Two rounds of PCR were performed using two pairs of primers for Y-chromosome-specific sequence in the present approach (SRY gene region). The efficiency of nested PCR assay used was 91.7%, correlating well with published data (Lo 2000). PCR fragment for Y chromosome was amplified in three DNA samples extracted from plasma or serum of 24 women carrying female fetuses. Two of the three women were primagravida. In these cases it was probable that there was DNA contamination of samples. A third woman had earlier termination of her pregnancy, and in this case SRY-positive result might be due to a probable previous male pregnancy. It may be that the lymphocytes from this previous pregnancy are the source of cell-free DNA. The persistence of fetal DNA in maternal plasma long after delivery has been reported (Invernizzi et al. 2002). A long presence of entire fetal cells in maternal circulation is well known (Bianchi et al. 1996), and it is likely that fetal lymphocytes being degraded by plasma nucleases are followed by the appearance of cell-free DNA.

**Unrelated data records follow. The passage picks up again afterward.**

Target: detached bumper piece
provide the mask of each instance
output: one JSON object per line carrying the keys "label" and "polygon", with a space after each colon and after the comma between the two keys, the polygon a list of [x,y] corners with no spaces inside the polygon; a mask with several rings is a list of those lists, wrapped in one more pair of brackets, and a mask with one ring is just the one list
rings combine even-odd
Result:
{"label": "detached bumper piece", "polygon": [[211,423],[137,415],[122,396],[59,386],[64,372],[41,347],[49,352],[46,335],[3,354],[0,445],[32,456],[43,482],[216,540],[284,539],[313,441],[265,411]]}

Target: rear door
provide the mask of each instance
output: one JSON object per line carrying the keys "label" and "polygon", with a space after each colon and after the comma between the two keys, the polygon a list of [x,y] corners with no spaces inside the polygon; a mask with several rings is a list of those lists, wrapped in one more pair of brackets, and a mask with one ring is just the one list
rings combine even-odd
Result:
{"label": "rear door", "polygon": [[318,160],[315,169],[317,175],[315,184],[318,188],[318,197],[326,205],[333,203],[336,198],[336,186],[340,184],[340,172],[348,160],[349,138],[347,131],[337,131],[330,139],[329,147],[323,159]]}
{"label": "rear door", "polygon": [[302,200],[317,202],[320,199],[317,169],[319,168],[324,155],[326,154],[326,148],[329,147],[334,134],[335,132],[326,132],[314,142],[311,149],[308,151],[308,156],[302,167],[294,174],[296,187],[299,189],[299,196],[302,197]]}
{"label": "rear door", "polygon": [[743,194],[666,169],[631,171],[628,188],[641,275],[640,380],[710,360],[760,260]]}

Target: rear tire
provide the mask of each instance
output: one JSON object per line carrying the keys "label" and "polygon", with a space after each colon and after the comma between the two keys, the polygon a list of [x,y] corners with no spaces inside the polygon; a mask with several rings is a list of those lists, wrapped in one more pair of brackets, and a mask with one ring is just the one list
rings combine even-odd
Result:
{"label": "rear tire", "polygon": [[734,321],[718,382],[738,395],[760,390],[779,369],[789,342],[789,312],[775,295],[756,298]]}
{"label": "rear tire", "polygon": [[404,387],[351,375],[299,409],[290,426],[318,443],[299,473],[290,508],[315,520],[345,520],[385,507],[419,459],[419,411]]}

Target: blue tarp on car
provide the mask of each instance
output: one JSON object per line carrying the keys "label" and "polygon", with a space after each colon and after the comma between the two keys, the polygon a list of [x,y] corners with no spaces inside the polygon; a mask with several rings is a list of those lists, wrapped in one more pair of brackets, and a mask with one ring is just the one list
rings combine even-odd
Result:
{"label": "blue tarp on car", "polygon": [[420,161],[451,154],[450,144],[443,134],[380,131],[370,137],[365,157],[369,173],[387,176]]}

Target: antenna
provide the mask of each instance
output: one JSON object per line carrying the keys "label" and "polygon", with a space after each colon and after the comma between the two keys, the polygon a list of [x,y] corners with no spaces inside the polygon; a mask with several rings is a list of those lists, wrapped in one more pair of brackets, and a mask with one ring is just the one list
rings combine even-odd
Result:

It is likely that the use of multiplex PCR assay with few Y-chromosome-specific gene markers will allow increased sensitivity and specificity of fetal DNA detection in maternal serum and/or plasma.
In summary, the presence of fetal cell-free DNA in the maternal circulation is a good, low-cost approach for the future development of novel strategies that are expected to provide non-invasive techniques for early prenatal diagnosis.